Creating an endpoint

In your ai_gateway project: sidebar → AI Endpoints → + New endpoint.

The wizard has 7 tabs. Only the first two are required; the rest have sensible defaults.

Tab 1 — Core

Field	Notes
Name	Shown in the UI and logs.
Slug	URL path segment. Auto-generated from name; editable.
Description	Optional notes for human readers.
Expose as MCP tool	Toggle. When on, the project’s MCP Bridge serves this endpoint to MCP clients.

The endpoint URL is POST /api/{project_uuid}/{slug}.

Tab 2 — Provider

Two modes:

Provider Template (recommended) — pick a pre-baked bundle that already pairs a provider, model, and credential. The endpoint inherits everything; you can override temperature, top_p, max_tokens on the endpoint without touching the template.

Manual — pick each piece individually:

Provider — openai, anthropic, google, mistral, groq, together, ollama, cohere
Model — provider-specific identifier (gpt-4o-mini, claude-3-5-sonnet-20241022, …)
Credential — list filtered by provider

Failover — optional list of backup (credential, model) pairs. When the primary call throws (5xx, timeout, rate limit), PromptGate retries the next entry. Runtime settings (temperature, top_p, max_tokens) are reused from the endpoint, not from the failover entry.

Runtime settings:

Field	Range	Notes
`temperature`	0–2	0 = deterministic, 1 = default, 2 = creative
`top_p`	0–1	Nucleus sampling. Don’t tune both temp and top_p.
`max_output_tokens`	1–200 000	Hard cap per response.

Tab 3 — Limits

Cost / volume protection. Empty fields = unlimited.

Field	Type	Behaviour
`usage_hard_limit_tokens`	int	Per-request cap on input tokens (~4 chars/token estimate). 422 if exceeded.
`monthly_budget_usd`	decimal	Cumulative ceiling per calendar month.
`estimated_cost_per_1k_tokens_usd`	decimal	Required if you set monthly_budget_usd — used to compute spend.
`rate_limit_per_minute`	int	429 + Retry-After when exceeded.
`rate_limit_per_hour`	int	Independent second window.
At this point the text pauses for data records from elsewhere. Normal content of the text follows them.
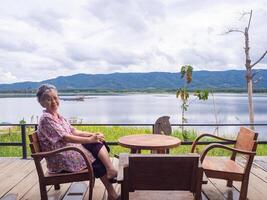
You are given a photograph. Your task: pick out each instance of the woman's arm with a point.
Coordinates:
(87, 134)
(81, 133)
(81, 140)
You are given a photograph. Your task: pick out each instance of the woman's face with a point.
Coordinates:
(50, 101)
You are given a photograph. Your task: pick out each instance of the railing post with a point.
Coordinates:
(23, 140)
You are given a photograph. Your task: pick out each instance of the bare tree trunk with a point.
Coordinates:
(249, 77)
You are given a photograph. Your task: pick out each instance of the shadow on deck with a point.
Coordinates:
(18, 180)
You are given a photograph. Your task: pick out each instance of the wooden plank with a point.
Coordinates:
(5, 162)
(10, 197)
(211, 192)
(228, 192)
(159, 195)
(58, 194)
(98, 191)
(13, 165)
(25, 185)
(261, 161)
(33, 193)
(256, 189)
(15, 174)
(255, 169)
(76, 191)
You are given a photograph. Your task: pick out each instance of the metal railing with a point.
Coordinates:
(23, 142)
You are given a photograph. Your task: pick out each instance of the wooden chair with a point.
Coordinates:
(214, 167)
(159, 172)
(162, 126)
(56, 179)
See Budgets and Rate Limits for the enforcement details.

Tab 4 — Streaming

Toggle Server-Sent Events. When on and the client sends "stream": true:

Response is streamed as data:-prefixed JSON chunks
Each chunk has the OpenAI Chat Completion shape (delta inside choices[0].delta.content)
Final chunk is data: [DONE]

When off, stream: true from the client is ignored.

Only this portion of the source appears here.